- Genre: TV show
- Presented by: MBC
- Starring: Girls' Generation
- Country of origin: South Korea
- Original languages: Korean language English

Production
- Production locations: Seoul, South Korea
- Camera setup: Multi-camera
- Running time: 80 minutes

Original release
- Release: 1 January 2013

= Girls' Generation's Romantic Fantasy =

Girls' Generation's Romantic Fantasy was a 2013 New Year's Day comeback special broadcast on Munhwa Broadcasting Corporation (MBC) at 23:15 on 1 January 2013, starring South Korean girl group Girls' Generation. The special follows the group in preparation of their fourth Korean-language album I Got A Boy, released on the same day, along with an accompanying live concert featuring songs from the album, the group's previous hits, and solo performances from members.

==Background==
On 11 December 2012, the same day Girls' Generation's new album was announced, Korean broadcaster MBC announced that the group would have an exclusive television special for their comeback, instead of appearing on MBC's regular music show, Show! Music Core. The special commenced filming on 23 December 2012, with backstage preparation and live performances of new tracks "I Got a Boy" and "Dancing Queen". On the following day, it was announced the special would be broadcast on 1 January 2013, the release date of their fourth Korean album, I Got A Boy.
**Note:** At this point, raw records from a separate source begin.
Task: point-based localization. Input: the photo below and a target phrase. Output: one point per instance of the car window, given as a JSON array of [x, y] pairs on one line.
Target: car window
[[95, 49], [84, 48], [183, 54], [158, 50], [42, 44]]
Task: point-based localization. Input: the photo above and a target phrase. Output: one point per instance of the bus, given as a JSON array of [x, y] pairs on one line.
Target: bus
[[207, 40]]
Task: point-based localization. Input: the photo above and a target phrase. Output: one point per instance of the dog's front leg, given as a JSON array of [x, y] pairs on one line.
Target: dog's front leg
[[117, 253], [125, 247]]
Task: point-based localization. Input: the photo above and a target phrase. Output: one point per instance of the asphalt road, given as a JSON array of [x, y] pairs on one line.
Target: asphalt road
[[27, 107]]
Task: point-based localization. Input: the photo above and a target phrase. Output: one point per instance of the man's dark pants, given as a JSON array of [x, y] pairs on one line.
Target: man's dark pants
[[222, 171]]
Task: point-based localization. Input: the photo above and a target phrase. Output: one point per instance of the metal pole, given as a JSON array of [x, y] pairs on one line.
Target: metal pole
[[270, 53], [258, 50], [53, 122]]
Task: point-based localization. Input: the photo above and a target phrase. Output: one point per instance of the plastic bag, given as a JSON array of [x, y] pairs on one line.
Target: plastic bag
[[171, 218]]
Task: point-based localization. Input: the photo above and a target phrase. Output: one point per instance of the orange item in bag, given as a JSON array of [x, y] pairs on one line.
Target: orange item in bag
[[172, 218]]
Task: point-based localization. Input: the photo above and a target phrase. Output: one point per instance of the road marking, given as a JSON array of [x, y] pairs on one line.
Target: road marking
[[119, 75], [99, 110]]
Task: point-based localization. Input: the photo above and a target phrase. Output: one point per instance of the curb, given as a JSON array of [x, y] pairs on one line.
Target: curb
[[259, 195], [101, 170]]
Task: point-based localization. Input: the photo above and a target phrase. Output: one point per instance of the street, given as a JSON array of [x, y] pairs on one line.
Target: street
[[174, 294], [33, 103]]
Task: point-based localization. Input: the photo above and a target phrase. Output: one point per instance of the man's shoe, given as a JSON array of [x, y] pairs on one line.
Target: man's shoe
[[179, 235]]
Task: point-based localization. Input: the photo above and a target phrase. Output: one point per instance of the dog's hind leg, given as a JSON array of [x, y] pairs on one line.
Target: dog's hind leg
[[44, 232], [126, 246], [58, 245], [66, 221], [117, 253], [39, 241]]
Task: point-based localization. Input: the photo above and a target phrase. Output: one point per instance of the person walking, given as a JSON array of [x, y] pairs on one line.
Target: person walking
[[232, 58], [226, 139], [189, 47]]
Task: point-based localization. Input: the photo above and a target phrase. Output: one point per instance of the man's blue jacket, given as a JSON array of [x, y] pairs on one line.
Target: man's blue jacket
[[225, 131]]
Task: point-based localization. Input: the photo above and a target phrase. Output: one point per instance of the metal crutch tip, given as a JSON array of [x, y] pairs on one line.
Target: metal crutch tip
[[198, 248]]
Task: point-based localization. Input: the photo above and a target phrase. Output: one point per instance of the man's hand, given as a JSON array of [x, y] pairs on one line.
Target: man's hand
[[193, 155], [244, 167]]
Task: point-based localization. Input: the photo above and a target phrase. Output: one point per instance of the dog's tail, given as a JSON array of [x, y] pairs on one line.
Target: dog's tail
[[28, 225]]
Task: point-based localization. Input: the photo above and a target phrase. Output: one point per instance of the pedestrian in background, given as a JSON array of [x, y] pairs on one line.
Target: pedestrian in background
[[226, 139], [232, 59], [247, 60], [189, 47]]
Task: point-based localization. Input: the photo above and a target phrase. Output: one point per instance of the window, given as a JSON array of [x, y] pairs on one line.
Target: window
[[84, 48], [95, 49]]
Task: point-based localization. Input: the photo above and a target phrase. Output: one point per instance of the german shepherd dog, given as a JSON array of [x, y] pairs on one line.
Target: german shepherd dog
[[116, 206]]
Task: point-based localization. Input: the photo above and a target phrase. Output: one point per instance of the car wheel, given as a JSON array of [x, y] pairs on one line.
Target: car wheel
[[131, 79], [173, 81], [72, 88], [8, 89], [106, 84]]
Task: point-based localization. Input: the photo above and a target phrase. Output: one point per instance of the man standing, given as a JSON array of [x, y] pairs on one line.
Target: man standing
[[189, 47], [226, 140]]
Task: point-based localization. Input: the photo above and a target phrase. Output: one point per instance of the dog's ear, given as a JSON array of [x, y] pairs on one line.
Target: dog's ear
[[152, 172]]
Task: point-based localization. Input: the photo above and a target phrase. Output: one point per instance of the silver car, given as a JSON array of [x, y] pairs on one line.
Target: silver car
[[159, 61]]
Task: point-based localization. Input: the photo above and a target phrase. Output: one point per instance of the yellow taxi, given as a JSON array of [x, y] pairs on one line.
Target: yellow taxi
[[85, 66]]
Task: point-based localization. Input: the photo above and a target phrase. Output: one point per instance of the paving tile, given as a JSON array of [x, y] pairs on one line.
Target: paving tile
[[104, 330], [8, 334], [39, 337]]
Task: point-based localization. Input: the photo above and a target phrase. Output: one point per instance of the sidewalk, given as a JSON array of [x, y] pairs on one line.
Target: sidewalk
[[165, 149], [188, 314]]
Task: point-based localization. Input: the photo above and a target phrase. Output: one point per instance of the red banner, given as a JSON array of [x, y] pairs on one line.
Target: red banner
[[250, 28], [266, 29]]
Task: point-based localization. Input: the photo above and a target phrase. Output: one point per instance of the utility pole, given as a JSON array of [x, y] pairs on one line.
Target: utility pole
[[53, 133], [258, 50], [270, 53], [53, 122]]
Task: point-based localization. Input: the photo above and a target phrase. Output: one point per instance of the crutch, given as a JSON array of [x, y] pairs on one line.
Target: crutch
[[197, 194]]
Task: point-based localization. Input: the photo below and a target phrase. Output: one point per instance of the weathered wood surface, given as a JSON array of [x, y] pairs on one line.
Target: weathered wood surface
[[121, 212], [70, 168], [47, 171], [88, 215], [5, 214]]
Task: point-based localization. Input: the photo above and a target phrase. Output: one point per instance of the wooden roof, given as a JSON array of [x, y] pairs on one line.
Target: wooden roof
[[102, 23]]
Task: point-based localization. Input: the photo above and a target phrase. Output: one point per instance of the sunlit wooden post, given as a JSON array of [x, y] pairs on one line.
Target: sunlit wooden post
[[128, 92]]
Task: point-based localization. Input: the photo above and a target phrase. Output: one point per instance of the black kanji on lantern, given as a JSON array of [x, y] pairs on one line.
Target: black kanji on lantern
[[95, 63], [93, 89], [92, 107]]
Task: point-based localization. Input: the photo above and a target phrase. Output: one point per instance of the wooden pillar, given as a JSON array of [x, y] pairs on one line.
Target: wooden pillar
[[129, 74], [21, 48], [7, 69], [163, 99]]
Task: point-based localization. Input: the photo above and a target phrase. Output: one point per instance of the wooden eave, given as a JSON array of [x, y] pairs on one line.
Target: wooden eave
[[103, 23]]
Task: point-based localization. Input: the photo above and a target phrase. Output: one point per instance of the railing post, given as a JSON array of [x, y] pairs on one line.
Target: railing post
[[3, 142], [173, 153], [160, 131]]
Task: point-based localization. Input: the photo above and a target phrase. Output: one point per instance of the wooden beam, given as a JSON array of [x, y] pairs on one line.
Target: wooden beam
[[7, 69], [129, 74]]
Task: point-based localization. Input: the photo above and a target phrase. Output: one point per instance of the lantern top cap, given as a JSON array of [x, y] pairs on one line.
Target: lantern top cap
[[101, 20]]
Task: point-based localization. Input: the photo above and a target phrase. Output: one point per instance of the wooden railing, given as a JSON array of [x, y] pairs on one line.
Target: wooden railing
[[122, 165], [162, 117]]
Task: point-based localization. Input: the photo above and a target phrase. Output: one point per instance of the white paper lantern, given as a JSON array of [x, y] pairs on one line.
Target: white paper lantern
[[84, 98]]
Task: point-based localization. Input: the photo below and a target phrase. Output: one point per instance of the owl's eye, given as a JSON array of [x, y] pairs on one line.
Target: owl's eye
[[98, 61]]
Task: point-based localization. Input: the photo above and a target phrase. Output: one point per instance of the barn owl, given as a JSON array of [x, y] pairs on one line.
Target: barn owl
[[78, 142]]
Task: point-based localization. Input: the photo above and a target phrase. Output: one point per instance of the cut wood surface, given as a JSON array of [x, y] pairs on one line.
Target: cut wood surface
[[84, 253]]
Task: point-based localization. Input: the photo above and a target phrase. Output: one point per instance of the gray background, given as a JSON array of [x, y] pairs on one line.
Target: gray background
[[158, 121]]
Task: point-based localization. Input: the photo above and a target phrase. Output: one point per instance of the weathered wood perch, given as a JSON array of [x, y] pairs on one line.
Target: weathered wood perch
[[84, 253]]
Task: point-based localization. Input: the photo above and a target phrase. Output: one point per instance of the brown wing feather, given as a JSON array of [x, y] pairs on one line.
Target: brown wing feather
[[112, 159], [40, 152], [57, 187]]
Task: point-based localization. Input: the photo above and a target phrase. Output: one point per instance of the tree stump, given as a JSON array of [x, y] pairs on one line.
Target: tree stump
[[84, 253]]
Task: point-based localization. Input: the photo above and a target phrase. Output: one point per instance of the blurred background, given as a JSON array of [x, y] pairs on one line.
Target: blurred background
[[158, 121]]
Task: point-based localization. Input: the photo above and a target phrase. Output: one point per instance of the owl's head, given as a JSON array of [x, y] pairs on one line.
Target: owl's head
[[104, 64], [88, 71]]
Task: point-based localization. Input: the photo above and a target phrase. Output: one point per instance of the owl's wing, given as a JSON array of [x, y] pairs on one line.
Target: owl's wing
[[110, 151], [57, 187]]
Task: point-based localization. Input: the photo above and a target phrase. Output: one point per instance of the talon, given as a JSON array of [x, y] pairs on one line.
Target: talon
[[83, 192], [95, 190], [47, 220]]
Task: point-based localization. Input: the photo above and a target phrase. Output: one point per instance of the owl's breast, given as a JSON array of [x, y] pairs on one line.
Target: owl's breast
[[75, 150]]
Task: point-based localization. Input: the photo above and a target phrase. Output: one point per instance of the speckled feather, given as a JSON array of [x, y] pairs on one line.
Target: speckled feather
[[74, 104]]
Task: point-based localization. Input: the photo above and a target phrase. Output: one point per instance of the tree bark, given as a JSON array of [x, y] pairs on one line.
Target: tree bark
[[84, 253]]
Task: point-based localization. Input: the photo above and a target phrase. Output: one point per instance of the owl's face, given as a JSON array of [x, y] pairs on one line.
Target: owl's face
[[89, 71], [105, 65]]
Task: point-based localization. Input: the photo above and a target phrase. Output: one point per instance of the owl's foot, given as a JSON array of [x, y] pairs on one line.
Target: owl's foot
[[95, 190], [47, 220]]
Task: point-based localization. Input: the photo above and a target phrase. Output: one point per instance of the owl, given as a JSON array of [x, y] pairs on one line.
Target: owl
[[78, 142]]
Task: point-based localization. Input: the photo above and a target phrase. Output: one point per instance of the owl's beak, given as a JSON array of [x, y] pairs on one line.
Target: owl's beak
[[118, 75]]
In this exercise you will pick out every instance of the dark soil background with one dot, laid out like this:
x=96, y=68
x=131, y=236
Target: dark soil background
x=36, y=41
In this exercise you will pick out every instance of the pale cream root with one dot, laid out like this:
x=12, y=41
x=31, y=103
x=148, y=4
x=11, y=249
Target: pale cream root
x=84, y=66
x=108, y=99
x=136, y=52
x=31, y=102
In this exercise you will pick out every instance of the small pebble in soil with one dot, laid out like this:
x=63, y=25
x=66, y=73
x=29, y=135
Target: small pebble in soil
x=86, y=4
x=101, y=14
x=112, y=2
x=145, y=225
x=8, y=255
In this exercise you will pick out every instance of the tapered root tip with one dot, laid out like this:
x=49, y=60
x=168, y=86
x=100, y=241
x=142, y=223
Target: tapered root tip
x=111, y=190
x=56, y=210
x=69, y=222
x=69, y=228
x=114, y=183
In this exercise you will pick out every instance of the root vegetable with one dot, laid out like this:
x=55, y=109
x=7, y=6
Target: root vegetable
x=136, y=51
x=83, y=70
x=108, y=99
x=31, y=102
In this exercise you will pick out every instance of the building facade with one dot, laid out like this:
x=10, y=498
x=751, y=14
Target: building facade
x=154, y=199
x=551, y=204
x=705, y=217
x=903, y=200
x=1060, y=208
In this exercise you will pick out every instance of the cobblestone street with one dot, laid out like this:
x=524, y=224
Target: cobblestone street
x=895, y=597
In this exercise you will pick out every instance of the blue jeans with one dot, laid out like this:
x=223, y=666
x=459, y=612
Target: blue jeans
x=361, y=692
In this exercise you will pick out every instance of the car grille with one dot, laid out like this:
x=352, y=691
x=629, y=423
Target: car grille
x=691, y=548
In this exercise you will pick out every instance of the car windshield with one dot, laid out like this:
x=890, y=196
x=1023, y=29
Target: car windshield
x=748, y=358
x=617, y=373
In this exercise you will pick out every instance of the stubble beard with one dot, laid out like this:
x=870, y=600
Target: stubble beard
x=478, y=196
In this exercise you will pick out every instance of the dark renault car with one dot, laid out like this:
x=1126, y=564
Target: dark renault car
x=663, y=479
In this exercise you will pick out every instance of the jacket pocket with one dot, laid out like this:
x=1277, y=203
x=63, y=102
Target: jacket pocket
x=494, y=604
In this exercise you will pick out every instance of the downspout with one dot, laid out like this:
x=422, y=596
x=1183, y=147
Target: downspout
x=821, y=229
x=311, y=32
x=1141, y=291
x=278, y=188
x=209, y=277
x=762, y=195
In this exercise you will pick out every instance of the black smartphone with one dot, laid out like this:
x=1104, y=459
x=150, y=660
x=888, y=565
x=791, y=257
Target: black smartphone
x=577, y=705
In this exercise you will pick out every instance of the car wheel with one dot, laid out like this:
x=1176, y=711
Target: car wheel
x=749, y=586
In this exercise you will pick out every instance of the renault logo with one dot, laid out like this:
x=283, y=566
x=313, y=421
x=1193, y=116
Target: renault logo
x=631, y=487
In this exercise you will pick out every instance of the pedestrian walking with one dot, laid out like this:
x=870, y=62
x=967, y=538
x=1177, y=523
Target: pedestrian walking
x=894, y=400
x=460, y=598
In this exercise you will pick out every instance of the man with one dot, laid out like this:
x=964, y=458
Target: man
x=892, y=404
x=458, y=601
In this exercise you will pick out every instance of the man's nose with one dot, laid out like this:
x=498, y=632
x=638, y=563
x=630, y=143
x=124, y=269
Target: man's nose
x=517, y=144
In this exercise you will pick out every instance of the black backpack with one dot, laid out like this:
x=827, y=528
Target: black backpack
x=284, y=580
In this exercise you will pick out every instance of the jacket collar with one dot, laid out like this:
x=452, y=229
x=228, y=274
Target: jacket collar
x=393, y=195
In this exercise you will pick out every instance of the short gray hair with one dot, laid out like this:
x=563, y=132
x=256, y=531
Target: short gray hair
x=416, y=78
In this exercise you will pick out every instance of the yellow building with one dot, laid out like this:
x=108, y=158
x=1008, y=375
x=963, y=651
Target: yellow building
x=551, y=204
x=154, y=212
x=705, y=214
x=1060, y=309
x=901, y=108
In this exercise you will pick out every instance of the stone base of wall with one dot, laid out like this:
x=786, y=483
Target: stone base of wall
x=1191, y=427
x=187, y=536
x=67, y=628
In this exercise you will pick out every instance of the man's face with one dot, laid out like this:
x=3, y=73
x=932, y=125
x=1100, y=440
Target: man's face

This is the second television special the group has done for MBC, following Girls' Generation's Christmas Fairy Tale on 24 December 2011.

==Setlist==
The setlist of Girls' Generation's Romantic Fantasy goes as follow:
1. "Dancing Queen"
2. "Promise"
3. "Romantic St."
4. "Oh!"
5. "Gee"
6. "Run Devil Run"
7. "The Boys"
8. "Tell Me Your Wish (Genie)"
9. "Mr. Taxi"
10. "Call Me Maybe" (Tiffany solo)
11. "Someday" (Jessica featuring Krystal)
12. "I Am" (Hyoyeon and Yuri featuring Henry)
13. "Marry You" (Sooyoung, Sunny and Yoona)
14. "Speak Now" (Seohyun solo)
15. "Lost In Love" (Taeyeon & Tiffany)
16. "I Got a Boy"

==Reception==
According to the AGB Nielsen Media Research the comeback special achieved a nationwide viewership ratings of 3.8 percent. This was higher than both comeback specials broadcast on Seoul Broadcasting System (SBS) in 2012 for Big Bang on 9 March; and BoA on 28 July at 3 and 3.2 percent respectively.